Irene J Higginson¹ , Bella Vivat² , Eli Silber³ , Tariq Saleem¹ , Rachel Burman¹ , Sam Hart¹ and Polly Edmonds¹

¹Department of Palliative Care, Policy and Rehabilitation, King's College London, Weston Education Centre, Cutcombe Rd, London, SE5 9RJ, UK

²School of Health Science and Social Care, Brunel University, Isleworth, Middlesex, UK

³Department of Neurology, King's College Hospital, Denmark Hill, London SE5 9RS, UK

author email corresponding author email

BMC Palliative Care 2006, 5:7doi:10.1186/1472-684X-5-7


Published:	2 October 2006

Abstract

Background

Palliative care has been proposed to help meet the needs of patients who suffer progressive non-cancer conditions but there have been few evaluations of service development initiatives. We report here a novel protocol for the evaluation of a new palliative care service in this context.

Methods/Design

Using the MRC Framework for the Evaluation of Complex Interventions we modelled a new palliative care and neurology service for patients severely affected by Multiple Sclerosis (MS).

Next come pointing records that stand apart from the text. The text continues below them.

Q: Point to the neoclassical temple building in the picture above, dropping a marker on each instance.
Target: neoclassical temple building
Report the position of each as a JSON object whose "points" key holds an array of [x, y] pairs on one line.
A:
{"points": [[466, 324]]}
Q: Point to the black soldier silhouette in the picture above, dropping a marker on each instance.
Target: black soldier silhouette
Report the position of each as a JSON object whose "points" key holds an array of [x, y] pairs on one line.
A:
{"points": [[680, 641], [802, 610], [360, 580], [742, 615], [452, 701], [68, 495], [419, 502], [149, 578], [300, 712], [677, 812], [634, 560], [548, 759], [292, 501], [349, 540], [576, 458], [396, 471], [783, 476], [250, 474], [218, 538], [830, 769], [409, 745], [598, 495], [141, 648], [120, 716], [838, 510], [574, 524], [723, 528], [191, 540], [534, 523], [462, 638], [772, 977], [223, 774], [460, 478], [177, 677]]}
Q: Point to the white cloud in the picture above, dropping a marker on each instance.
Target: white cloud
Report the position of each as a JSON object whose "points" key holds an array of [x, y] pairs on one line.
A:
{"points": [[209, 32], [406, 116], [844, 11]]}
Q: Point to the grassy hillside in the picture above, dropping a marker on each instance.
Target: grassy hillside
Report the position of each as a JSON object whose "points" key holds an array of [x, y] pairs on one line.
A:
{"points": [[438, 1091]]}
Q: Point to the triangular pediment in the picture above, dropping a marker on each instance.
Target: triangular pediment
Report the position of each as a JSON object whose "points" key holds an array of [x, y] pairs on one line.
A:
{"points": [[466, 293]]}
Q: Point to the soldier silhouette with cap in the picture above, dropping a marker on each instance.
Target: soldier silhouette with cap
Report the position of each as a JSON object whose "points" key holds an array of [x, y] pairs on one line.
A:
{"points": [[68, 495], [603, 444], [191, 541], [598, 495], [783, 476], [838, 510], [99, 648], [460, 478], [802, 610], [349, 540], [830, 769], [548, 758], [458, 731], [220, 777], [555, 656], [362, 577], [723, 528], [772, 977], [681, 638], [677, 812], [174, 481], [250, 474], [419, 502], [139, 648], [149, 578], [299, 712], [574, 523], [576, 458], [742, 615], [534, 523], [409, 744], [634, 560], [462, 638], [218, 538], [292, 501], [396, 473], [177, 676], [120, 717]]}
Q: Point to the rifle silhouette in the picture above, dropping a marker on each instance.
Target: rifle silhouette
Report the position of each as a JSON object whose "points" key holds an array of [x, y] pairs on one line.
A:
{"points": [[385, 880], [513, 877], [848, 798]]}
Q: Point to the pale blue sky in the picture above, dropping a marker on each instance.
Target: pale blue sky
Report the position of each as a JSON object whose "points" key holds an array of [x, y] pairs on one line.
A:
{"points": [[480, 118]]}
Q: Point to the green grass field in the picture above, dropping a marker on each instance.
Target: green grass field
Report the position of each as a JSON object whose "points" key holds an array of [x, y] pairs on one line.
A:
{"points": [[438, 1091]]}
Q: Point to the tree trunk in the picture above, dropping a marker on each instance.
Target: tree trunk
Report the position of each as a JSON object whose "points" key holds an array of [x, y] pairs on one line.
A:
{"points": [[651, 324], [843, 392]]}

We conducted qualitative interviews with patients, families and staff, plus a literature review to model and pilot the service. Then we designed a delayed intervention randomised controlled trial to test its effectiveness as part of phase II of the MRC framework. Inclusion criteria for the trial were patients identified by referring clinicians as having unresolved symptoms or psychological concerns. Referrers were advised to use a score of greater than 8 on the Expanded Disability Scale was a benchmark. Consenting patients newly referred to the new service were randomised to either receive the palliative care service immediately (fast-track) or after a 12-week wait (standard best practice). Face to face interviews were conducted at baseline (before intervention), and at 4–6, 10–12 (before intervention for the standard-practice group), 16–18 and 22–24 weeks with patients and their carers using standard questionnaires to assess symptoms, palliative care outcomes, function, service use and open comments. Ethics committee approval was granted separately for the qualitative phase and then for the trial.

Discussion

We publish the protocol trial here, to allow methods to be reviewed in advance of publication of the results. The MRC Framework for the Evaluation of Complex Interventions was helpful in both the design of the service, methods for evaluation in convincing staff and the ethics committee to accept the trial. The research will provide valuable information on the effects of palliative care among non-cancer patients and a method to evaluate palliative care in this context.